Jones always kept in touch. That's how Bengals safeties coach Robert Livingston met Jones at the 2015 OTAs when Jones, then the secondary coach at Wisconsin, visited Joseph. Then Livingston and Jones stayed in touch and when the Bengals went looking for a new cornerbacks coach back in January, Livingston pushed for Jones. Kirkpatrick is third generation Vance.
"I haven't been coached by him yet, but he's saying all the right things to me," Kirkpatrick said of Jones. "Just the way he moves, his character, and how he presents himself are first class. He's somebody I feel like can take my game to the next level and I can grow with him.
"I want him to coach me like a rookie. From talking to him that's where we're going to be."
Head coach Marvin Lewis has indicated that Austin is going to change up a defense that has been pretty much the same for the last 10 years. And Kirkpatrick is fine with that.
New cornerbacks coach Daronte Jones is a Vance Joseph disciple.
"I'm calling him 'T.A., trying to get his philosophy of the things he wants done around here," Kirkpatrick said. "We talked a little ball, but I don't really know the magnitude of how different it's going to be. We're taking orders from a different perspective. I'm just excited. When you've been so used to one thing, you get accustomed it. I just feel like change is always better … Change is good. Coming in with new coaches and seeing what they're going to present us, I feel like it's going to be beneficial to all of us."
Kirkpatrick is looking to change the fortunes of last season, when four of his team-leading six pass interference penalties went for more than 30 yards. He's staring at his health and the cast that virtually wiped out last preseason has vanished. A crazy household accident is the way he remembers it. He banged his hand on the top of a table as he was running through the house and thought nothing of it with the OTAs in late May starting in a few days.
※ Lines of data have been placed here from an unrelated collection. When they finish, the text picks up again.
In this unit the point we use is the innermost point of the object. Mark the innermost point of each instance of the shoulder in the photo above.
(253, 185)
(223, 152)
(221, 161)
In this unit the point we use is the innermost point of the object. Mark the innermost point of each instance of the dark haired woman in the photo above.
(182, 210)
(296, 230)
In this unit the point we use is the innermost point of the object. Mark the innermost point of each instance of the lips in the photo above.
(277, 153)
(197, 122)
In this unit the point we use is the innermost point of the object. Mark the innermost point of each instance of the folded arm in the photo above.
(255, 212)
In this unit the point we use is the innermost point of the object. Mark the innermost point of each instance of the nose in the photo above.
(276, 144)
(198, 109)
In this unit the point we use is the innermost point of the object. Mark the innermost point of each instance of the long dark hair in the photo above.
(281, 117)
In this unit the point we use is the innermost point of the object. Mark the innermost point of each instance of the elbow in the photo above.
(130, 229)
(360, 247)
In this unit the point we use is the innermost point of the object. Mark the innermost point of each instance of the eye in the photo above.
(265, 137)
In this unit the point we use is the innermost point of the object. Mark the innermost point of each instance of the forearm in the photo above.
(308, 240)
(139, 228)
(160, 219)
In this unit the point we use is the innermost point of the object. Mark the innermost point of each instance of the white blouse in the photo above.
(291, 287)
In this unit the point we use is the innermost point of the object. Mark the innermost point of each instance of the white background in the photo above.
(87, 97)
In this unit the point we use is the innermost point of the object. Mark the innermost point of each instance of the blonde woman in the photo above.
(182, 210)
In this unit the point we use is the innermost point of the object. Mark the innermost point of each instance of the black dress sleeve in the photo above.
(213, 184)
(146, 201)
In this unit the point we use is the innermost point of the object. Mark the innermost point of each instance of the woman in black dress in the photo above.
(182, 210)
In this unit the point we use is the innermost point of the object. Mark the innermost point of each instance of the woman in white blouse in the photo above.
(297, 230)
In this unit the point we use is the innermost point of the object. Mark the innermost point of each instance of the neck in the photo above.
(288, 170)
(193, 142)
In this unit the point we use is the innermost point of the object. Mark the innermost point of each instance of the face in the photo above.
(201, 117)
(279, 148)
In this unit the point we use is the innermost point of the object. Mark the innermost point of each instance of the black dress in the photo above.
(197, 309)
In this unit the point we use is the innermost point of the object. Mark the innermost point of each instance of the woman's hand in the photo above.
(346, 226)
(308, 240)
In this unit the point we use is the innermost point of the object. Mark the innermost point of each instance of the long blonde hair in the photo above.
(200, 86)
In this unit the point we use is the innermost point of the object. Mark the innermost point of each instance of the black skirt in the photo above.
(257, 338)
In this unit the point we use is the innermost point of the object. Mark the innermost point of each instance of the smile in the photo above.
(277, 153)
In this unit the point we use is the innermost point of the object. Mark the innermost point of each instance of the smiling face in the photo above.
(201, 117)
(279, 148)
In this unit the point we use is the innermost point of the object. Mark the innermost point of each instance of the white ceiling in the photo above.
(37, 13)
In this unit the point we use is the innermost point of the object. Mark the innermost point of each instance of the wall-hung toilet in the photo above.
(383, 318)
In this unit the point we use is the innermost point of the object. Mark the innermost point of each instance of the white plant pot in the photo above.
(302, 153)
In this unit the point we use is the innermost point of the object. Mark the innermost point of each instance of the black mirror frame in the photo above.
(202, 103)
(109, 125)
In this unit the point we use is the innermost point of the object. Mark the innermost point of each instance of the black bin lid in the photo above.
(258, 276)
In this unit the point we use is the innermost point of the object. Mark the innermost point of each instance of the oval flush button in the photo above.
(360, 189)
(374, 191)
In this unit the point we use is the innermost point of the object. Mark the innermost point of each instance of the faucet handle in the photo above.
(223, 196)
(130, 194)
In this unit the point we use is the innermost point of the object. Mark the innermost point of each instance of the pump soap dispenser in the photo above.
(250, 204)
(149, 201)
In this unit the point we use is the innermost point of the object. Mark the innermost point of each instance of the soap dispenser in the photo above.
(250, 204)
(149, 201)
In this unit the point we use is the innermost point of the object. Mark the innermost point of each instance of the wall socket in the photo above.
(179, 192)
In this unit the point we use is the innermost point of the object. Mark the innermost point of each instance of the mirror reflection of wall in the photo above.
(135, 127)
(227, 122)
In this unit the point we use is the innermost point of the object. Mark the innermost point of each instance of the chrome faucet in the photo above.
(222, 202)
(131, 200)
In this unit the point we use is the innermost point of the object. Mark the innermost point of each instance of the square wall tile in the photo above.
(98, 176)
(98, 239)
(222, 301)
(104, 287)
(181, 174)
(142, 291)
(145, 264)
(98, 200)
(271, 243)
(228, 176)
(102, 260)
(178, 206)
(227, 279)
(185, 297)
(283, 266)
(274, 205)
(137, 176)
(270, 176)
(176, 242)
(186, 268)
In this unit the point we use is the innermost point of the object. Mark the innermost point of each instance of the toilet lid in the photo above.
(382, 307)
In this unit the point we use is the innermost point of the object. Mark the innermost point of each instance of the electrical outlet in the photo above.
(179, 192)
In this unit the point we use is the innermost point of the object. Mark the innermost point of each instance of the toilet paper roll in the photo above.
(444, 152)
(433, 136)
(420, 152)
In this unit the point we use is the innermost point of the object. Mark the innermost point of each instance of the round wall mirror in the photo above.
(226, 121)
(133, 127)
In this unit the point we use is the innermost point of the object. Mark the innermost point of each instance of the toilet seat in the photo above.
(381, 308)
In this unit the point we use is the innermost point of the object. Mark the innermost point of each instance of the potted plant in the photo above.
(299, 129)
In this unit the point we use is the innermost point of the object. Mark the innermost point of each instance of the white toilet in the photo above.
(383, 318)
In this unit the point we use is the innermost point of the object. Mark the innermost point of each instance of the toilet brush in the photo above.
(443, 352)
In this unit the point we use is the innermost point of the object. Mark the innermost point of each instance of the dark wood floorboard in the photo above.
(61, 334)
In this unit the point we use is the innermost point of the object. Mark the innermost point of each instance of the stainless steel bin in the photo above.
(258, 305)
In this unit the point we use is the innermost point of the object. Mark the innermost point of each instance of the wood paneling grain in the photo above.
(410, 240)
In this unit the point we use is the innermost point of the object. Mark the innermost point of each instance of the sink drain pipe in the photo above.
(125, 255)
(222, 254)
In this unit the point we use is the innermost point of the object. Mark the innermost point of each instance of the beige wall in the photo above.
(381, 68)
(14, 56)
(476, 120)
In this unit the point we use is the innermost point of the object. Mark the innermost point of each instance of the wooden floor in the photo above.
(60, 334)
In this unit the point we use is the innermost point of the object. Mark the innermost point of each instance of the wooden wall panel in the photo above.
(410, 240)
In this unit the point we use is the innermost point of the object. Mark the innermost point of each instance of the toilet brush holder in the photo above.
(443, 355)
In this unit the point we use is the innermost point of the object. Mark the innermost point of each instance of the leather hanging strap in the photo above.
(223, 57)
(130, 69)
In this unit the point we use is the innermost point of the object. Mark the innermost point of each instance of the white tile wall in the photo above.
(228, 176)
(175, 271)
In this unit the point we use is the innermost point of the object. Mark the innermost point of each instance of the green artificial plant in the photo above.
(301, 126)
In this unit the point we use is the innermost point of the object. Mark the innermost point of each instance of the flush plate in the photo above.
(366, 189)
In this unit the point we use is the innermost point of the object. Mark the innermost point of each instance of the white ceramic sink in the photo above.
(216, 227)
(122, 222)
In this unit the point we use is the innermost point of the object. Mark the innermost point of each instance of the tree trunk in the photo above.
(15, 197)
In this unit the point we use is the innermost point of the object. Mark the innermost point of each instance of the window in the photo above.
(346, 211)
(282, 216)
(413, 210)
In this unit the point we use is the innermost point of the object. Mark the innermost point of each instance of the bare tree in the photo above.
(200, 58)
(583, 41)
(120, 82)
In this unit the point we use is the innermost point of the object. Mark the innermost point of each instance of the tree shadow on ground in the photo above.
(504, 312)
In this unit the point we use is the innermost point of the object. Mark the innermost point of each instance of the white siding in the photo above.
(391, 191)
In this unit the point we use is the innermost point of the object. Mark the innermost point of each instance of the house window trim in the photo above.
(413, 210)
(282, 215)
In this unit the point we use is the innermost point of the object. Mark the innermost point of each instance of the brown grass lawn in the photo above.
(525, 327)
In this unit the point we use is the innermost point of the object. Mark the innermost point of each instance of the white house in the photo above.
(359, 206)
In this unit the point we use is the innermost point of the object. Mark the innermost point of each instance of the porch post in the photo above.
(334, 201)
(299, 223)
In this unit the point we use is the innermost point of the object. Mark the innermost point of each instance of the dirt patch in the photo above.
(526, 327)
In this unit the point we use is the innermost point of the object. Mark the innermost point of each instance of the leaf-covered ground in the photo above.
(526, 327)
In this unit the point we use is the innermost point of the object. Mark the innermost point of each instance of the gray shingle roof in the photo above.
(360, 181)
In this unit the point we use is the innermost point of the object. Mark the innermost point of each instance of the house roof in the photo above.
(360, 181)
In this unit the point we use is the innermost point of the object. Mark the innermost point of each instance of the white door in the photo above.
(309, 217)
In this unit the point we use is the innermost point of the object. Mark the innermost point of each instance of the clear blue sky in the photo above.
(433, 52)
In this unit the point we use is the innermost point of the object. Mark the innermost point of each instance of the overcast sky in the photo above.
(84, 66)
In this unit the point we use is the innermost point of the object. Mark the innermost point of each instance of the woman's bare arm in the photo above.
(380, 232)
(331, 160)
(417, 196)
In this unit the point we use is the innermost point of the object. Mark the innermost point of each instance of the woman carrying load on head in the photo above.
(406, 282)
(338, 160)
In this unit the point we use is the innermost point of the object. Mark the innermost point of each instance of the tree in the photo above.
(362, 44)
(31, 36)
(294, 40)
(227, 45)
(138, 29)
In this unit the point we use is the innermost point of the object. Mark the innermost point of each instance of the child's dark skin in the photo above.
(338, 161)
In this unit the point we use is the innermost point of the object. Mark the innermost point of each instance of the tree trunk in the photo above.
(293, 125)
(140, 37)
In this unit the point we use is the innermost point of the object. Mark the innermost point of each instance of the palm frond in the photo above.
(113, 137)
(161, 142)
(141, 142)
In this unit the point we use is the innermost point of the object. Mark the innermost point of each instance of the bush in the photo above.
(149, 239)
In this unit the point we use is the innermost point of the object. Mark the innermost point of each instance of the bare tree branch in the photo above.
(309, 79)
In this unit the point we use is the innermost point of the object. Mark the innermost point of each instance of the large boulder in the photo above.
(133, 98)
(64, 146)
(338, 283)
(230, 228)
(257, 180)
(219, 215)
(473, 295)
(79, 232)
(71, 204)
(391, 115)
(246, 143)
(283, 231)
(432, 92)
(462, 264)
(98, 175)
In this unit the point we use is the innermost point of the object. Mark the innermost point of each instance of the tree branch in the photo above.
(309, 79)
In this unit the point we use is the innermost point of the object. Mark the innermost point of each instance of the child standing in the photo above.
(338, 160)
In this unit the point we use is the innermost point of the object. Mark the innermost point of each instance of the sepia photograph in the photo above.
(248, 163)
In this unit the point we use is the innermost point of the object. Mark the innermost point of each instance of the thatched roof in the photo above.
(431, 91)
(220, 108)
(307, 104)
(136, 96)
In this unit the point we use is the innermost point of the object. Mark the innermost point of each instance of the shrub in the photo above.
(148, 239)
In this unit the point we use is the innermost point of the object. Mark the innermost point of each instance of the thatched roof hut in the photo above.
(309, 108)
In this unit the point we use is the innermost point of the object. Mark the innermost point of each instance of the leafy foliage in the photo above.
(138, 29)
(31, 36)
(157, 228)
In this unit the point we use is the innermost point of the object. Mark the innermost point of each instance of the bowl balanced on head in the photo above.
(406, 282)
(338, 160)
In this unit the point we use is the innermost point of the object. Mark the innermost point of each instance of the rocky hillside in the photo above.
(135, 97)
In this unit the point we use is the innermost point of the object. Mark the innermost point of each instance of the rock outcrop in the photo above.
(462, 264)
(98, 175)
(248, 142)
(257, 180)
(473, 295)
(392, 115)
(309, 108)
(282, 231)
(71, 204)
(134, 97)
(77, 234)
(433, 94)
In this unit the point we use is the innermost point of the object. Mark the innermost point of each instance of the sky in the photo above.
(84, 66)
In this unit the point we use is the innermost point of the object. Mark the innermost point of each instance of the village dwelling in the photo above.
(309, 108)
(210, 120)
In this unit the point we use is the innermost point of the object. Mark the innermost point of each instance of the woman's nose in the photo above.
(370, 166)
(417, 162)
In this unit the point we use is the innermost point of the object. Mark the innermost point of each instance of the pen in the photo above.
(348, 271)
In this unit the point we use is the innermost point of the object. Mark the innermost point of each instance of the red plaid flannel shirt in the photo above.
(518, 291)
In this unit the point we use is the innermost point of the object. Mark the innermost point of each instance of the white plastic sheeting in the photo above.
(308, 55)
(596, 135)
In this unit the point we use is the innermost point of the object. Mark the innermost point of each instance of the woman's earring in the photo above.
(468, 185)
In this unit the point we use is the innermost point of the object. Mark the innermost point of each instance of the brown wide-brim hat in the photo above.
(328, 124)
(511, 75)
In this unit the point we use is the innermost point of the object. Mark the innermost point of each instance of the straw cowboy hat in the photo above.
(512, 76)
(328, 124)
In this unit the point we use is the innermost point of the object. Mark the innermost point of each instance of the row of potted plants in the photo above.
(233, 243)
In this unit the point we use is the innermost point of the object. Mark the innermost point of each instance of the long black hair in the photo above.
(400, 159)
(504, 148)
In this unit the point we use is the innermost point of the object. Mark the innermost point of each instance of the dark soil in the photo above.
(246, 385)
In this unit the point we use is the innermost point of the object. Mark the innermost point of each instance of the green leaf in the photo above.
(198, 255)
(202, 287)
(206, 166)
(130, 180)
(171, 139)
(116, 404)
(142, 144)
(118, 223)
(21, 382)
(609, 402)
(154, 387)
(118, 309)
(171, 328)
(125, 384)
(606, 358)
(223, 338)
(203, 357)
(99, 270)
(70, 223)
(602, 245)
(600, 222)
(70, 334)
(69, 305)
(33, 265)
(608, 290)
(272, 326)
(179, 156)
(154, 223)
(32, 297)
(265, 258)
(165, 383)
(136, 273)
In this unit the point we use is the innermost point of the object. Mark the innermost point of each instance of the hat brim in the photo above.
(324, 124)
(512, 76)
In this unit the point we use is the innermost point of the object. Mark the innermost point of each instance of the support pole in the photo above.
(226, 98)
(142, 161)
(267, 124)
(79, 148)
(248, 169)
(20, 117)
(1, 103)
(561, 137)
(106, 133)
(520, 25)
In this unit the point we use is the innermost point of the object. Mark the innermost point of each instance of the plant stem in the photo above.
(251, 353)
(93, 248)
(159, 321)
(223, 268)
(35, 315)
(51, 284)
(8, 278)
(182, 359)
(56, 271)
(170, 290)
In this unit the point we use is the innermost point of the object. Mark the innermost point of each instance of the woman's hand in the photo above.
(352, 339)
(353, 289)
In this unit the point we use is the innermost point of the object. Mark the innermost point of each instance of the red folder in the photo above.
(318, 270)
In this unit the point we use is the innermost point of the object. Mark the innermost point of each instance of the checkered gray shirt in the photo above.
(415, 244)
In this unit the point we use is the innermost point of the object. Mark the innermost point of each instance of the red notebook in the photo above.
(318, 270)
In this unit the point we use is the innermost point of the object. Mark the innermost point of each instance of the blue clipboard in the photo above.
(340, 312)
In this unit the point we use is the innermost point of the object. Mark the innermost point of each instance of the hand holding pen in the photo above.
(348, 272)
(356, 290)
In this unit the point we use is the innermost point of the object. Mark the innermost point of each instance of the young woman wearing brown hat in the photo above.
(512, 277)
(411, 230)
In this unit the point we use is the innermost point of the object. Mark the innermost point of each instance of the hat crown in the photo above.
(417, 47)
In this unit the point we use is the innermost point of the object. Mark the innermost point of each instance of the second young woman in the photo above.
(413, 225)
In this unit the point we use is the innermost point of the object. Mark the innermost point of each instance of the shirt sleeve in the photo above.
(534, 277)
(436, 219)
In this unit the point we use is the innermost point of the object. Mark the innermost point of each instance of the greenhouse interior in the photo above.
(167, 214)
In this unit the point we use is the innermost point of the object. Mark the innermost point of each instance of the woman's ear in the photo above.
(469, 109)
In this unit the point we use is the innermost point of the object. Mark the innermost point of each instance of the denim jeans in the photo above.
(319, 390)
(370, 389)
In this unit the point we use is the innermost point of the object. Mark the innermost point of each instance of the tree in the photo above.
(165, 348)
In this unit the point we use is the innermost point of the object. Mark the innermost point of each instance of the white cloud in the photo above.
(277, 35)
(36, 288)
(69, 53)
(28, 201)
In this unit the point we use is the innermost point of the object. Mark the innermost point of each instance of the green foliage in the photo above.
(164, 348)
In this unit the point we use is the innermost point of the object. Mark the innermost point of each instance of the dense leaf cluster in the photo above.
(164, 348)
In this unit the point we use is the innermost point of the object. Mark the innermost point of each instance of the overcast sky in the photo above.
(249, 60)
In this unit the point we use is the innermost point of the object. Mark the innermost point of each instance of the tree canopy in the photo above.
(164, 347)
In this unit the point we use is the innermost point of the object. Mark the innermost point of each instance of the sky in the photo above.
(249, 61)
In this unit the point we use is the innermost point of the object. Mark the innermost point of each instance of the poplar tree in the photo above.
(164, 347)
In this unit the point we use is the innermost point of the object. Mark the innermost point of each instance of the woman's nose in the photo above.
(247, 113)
"I had a major setback breaking my hand and missing the whole training camp," Kirkpatrick said. "I went to bed that night thinking nothing of it and then I woke up and my hand was swollen. Then I came back the week before the regular season and I wasn't in the best of shape. I wasn't really prepared and that's when injuries come. All these little (injuries) would have been prevented if I had a better offseason."
He never got up to his preferred weight of 192-193 pounds and he battled nicks and cuts like a hamstring, hip, and shoulder. For years he sat behind that estimable roster of veterans. Leon Hall. Terence Newman. Adam Jones. He's ready to assume the role after gutting through 14 games and felt it showed he puts the team first.
"I communicated that with Coach," Kirkpatrick said. "At the end of the day, you have to have your vocal leaders on the field. He looks at me as one of those vocal leaders. Guys that understand the game and know what's going on. I just gave it 110 percent of everything I had."
He's back to his off-season routine of yoga and Pilates, but it is his mindset that is ready to get out of the gate. The goals are stark, simple. Five interceptions. The Super Bowl. The Pro Bowl.
"That's it,' Kirkpatrick said. "Let's do it. I'm tired of slogans. Everybody trying to come up with motivation stuff. Just do it. Just go out here. Play your butt off. Everything else will take care of itself. I'm really not going to buy into the slogans and all that this year. I just want to do my best and perform."